Here are the problems:
NFS and NAS:
- Designed for thousands of users and millions or billions of files (virtualization use cases are more like hundreds of servers and thousands of VM files). It’s a different scale
- File server use-case is usually lock file, read into local memory, save back to the file server. VM use case is use the file as if it were a disk, reading and writing across the file.
- File servers files are many and small, and can be nested deep in folder trees (10MB is a very large file for file servers). The virtualization use case is the opposite: a relatively small number of very big files (10GB is a small VM), and a relatively shallow directory.
- File servers use a lot of metadata calls (e.g., lock, read attributes, set attributes, commit, lookup), to keep multiple users from accessing files, and maintain security with many users with different levels of access. The VM use case is almost all read/write.
- File servers typically read 100% when the file’s opened and write 100% when the file’s closed.
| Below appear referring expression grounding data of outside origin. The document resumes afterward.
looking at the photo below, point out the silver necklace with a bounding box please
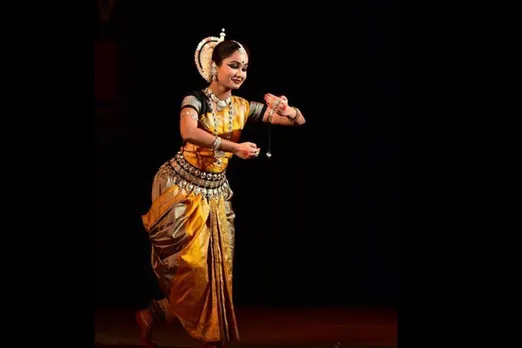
[208,90,231,112]
[205,88,233,165]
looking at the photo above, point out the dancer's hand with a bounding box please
[233,142,260,159]
[264,93,290,116]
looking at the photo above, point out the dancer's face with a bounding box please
[216,50,248,90]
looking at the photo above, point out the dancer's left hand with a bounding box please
[264,93,291,116]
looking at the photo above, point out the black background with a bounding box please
[94,1,399,310]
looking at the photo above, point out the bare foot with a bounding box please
[135,309,158,348]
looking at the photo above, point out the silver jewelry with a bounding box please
[210,63,217,81]
[181,109,198,121]
[212,136,222,151]
[205,88,233,165]
[232,40,246,54]
[207,90,231,112]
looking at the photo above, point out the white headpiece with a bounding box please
[195,28,226,83]
[194,28,246,83]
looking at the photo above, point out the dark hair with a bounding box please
[211,40,250,66]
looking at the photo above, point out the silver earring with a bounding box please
[211,63,217,80]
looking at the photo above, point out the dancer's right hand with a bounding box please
[234,142,260,159]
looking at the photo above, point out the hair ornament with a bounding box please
[195,28,226,82]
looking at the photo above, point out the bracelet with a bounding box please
[212,136,222,151]
[289,107,300,122]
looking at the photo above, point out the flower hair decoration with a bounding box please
[194,28,246,83]
[195,28,226,83]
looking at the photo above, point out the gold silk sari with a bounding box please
[141,92,265,343]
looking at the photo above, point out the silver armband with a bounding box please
[181,109,199,121]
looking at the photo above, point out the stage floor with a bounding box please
[95,307,397,348]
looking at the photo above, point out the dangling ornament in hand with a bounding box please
[264,93,286,159]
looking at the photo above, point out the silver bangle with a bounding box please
[212,136,222,151]
[289,107,300,122]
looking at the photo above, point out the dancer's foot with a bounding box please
[135,309,158,348]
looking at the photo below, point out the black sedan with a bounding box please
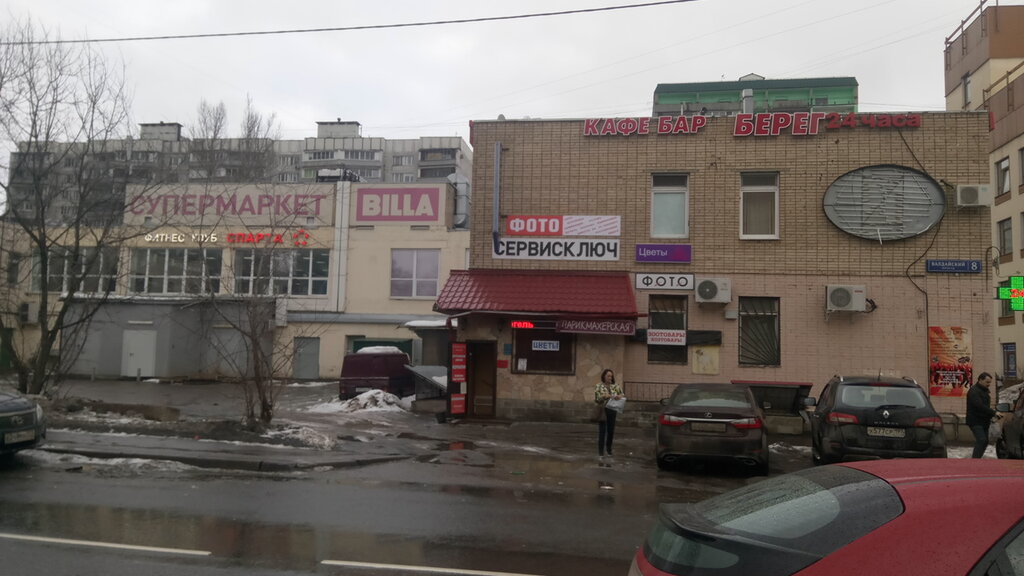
[0,389,46,458]
[656,382,769,474]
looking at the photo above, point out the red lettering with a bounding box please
[600,120,617,135]
[809,113,826,134]
[198,195,215,214]
[273,234,284,244]
[770,114,792,136]
[617,118,638,135]
[257,195,274,214]
[657,116,673,134]
[754,113,772,136]
[672,116,690,134]
[583,118,600,136]
[792,112,809,135]
[734,114,754,136]
[876,115,892,128]
[689,115,707,132]
[638,117,651,134]
[906,114,922,128]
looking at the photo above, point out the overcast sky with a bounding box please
[2,0,995,142]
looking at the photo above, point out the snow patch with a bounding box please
[307,389,413,414]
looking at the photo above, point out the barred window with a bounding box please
[32,247,118,293]
[234,249,329,296]
[130,248,222,294]
[739,297,780,366]
[647,295,687,364]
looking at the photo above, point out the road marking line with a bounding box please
[0,532,211,556]
[320,559,545,576]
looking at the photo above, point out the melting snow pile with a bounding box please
[308,389,413,414]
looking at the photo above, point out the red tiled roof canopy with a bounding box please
[435,269,638,318]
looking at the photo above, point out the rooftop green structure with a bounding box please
[652,74,858,116]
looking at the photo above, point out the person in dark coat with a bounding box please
[966,372,997,458]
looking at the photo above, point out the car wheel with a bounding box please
[755,454,770,476]
[811,439,824,465]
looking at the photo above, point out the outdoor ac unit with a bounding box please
[18,301,39,325]
[826,285,866,312]
[695,277,731,303]
[956,184,992,207]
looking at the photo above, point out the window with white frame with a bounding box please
[277,172,298,183]
[32,246,119,293]
[998,157,1011,196]
[309,150,335,160]
[651,174,688,238]
[647,295,687,364]
[391,173,416,183]
[739,297,780,366]
[233,249,329,296]
[352,168,381,180]
[130,248,222,294]
[390,249,439,298]
[999,217,1013,256]
[393,155,412,166]
[741,172,779,239]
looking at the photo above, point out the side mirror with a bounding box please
[659,398,668,406]
[802,397,818,407]
[996,402,1012,412]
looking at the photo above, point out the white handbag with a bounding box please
[606,396,626,413]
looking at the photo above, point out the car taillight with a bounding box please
[731,417,763,429]
[659,414,687,426]
[914,416,943,430]
[827,412,859,424]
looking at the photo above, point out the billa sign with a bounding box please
[353,186,442,224]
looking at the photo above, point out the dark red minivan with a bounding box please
[338,349,415,400]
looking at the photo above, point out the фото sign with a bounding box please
[635,273,694,290]
[505,215,621,237]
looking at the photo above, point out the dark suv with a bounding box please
[803,375,946,464]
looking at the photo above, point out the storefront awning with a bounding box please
[435,269,638,318]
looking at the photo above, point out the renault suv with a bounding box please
[803,375,945,464]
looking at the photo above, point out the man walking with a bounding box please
[966,372,997,458]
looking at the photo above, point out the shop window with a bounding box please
[651,174,688,238]
[512,327,574,375]
[1003,343,1018,380]
[130,248,222,295]
[741,172,779,239]
[997,157,1011,196]
[391,249,439,298]
[999,218,1014,257]
[233,249,328,296]
[32,246,118,293]
[648,295,687,364]
[739,297,780,366]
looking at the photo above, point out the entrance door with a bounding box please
[121,330,157,378]
[293,337,321,380]
[467,341,497,418]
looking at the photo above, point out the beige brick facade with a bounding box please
[458,112,992,422]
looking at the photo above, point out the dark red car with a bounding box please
[629,459,1024,576]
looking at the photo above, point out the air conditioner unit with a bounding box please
[695,277,731,303]
[956,184,992,207]
[18,301,39,325]
[826,285,866,312]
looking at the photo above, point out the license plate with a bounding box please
[4,430,36,444]
[867,426,905,438]
[690,421,726,433]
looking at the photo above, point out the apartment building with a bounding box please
[945,1,1024,385]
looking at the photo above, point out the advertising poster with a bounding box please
[928,326,972,397]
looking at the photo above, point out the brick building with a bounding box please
[437,111,991,424]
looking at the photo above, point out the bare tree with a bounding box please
[0,18,139,394]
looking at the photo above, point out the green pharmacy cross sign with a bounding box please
[998,276,1024,311]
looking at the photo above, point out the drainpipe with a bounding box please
[333,181,350,312]
[492,142,502,254]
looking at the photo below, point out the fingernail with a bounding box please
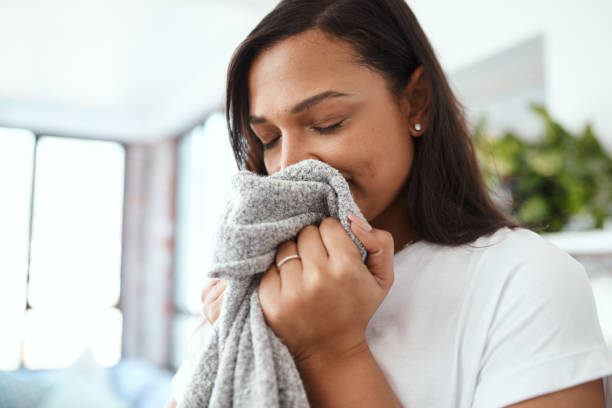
[348,213,372,232]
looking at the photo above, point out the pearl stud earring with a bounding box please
[414,123,422,131]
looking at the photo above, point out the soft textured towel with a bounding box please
[179,158,368,408]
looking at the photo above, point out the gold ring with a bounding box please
[276,254,301,268]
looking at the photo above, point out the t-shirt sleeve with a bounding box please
[471,238,612,408]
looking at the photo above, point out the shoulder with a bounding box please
[401,227,585,284]
[468,227,588,293]
[462,228,612,407]
[471,226,578,263]
[467,228,605,374]
[395,226,594,326]
[407,227,598,346]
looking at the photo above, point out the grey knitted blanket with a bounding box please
[179,159,368,408]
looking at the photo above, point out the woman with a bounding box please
[169,0,612,406]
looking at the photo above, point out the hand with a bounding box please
[201,278,227,325]
[258,215,395,365]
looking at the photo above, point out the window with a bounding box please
[0,129,125,370]
[0,128,35,370]
[173,113,237,369]
[449,34,546,138]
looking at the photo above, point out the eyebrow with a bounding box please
[249,90,352,124]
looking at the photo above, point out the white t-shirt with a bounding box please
[172,227,612,407]
[369,227,612,407]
VMs read/write constantly across the VM.
Most NAS is optimized for file server use case, so their design is not optimized for VMs, which can result in poor performance, overhead from unnecessary metadata calls, etc.
NAS, however, is file-centric, which maps well to the structure of VM objects (vDisks, config, metadata, memory, etc.)
SAN challenges include:
- Designed for 1 application to 1 LUN. The VM use case puts many VMs in a single LUN.
- Designed for transporting blocks quickly to disk, assuming all blocks are for the same application in a FIFO manner. In a VM environment, the SAN loses visibility into which blocks are with which VM, which can result in collisions and contention.
- Storage services at a LUN level (snap, replication, clone, etc.) make sense with a “one app: one LUN” paradigm.
SAN benefits include: raw speed, designed for random read/write across the LUN, which is similar to how vDisks are accessed.